While it was a big accomplishment for me to be able to finish the run, there are two things I wish I had done before hastily agreeing to the run. Number one: train, and number two: don’t do it.

Nah, I’m glad I did it…or I should say NOW I’m glad I did it. Somewhere around mile nine when my blood sugar was dropping, I wasn’t so glad. Which reminds me of the single most important lesson that I took away from this whole experience: DO NOT under any circumstances eat the goo! I may have been seconds away from passing out, but I think I prefer losing brain cells than eating that rancid stuff ever again.
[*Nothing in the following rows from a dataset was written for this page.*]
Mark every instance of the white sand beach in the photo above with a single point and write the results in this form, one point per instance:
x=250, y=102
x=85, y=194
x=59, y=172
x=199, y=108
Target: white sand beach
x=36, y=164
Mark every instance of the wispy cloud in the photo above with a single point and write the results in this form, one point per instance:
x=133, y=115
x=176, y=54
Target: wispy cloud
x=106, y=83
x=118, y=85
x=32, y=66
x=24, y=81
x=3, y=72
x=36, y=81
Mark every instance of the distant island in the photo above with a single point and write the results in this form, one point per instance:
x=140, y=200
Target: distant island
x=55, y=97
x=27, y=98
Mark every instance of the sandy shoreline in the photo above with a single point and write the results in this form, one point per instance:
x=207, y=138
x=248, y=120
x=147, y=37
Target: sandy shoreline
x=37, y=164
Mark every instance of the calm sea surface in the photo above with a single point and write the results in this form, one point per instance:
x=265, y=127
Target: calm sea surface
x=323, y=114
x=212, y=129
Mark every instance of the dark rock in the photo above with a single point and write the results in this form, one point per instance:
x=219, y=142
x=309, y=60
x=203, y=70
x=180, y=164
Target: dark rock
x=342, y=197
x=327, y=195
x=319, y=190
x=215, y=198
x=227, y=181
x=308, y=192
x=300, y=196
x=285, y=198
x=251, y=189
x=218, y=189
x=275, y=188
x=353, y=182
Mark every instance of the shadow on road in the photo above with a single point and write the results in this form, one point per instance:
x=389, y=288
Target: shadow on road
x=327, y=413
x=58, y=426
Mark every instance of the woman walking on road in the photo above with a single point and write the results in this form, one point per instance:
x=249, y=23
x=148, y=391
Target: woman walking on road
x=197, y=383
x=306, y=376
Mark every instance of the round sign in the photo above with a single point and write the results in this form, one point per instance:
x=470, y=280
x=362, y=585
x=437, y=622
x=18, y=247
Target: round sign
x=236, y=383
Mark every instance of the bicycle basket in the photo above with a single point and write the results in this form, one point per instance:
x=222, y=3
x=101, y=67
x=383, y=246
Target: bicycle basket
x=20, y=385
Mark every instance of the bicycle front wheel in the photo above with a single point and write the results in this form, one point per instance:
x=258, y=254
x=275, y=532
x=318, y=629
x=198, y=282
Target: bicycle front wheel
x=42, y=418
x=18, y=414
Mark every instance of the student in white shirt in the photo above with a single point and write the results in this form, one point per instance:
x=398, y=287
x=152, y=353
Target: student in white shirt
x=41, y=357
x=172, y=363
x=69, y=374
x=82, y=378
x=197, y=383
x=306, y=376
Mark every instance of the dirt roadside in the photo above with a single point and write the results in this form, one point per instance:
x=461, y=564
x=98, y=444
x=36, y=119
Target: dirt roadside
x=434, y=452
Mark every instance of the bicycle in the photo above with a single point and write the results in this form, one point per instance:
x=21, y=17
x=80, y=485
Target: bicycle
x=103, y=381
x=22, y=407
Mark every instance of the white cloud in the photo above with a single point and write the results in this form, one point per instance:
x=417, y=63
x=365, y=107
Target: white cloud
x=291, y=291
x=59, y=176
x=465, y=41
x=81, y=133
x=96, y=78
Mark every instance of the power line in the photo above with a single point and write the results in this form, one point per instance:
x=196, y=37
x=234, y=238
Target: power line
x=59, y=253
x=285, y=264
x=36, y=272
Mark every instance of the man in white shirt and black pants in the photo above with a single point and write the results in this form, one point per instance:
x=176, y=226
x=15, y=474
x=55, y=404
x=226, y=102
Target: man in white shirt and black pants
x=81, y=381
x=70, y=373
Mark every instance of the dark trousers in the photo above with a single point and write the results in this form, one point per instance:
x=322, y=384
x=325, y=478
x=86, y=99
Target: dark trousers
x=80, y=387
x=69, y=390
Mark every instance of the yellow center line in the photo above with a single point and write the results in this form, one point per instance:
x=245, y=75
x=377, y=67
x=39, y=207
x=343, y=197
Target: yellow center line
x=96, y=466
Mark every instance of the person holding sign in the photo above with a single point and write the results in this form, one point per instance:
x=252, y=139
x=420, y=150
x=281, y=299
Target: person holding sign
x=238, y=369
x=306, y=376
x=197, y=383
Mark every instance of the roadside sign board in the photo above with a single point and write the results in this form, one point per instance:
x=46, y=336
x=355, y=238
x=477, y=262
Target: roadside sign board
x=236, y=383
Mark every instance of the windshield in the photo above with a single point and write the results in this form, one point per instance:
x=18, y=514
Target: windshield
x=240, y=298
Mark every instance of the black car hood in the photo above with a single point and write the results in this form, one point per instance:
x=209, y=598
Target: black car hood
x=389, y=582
I have to admit that I was warned about the goo, but in my blurry state of little consciousness I forgot. For those not familiar with this stuff, they are shots of a honey-like substance that many runners eat for energy. Except they don’t taste like honey. They taste more like… Hmm, how to put this elegantly? Ass. They taste like ass. My advice is to grab a banana, or a shot block, or for Heaven’s sake something else.

Another thing I learned is why people get so emotional at the end of a race. You always see those people crossing the finish line and crying and now I understand why. Sleep deprivation. Did you know that you have to get up at like 3 am in order to do one of these things? I didn’t. I mean 3 am! I would be laughing, and then without a moment’s notice be crying because I had dementia from my exhausted state.

So with my very little experience and even less training, how did I do? Actually, not bad. Then again, my standards are low. Raising the bar? More like don’t trip over the bar. But I completed it and I’m happy. I finished the 13.1 miles in three hours and four minutes. Nothing spectacular, and I know that. What I am proud of is that I ran most of the way. Me. Run. The girl whose idea of a morning run is when I’m late (yet again) for work and I’m making a mad dash for the closing train doors.

I’m not sure if I will ever do another race. I’m not against it, but I’m also not searching for upcoming runs. I feel like this is as good as it gets and I don’t want to ruin that. I finished and that’s good enough for me. Maybe if I had an extra incentive then I would. For instance, I got my dog, Juliet, as a gift to do this run. Perhaps I can convince my husband to let me get a friend for her.

Renee Allwine is an advertising copywriter who is a first time runner, long time couch potato. She lives in Sumner, WA with her marathoner husband, Steve, and their only child: a golden retriever. In her spare time, Renee enjoys crafting, disc golf, swing dancing and being Scott Iwata’s best friend.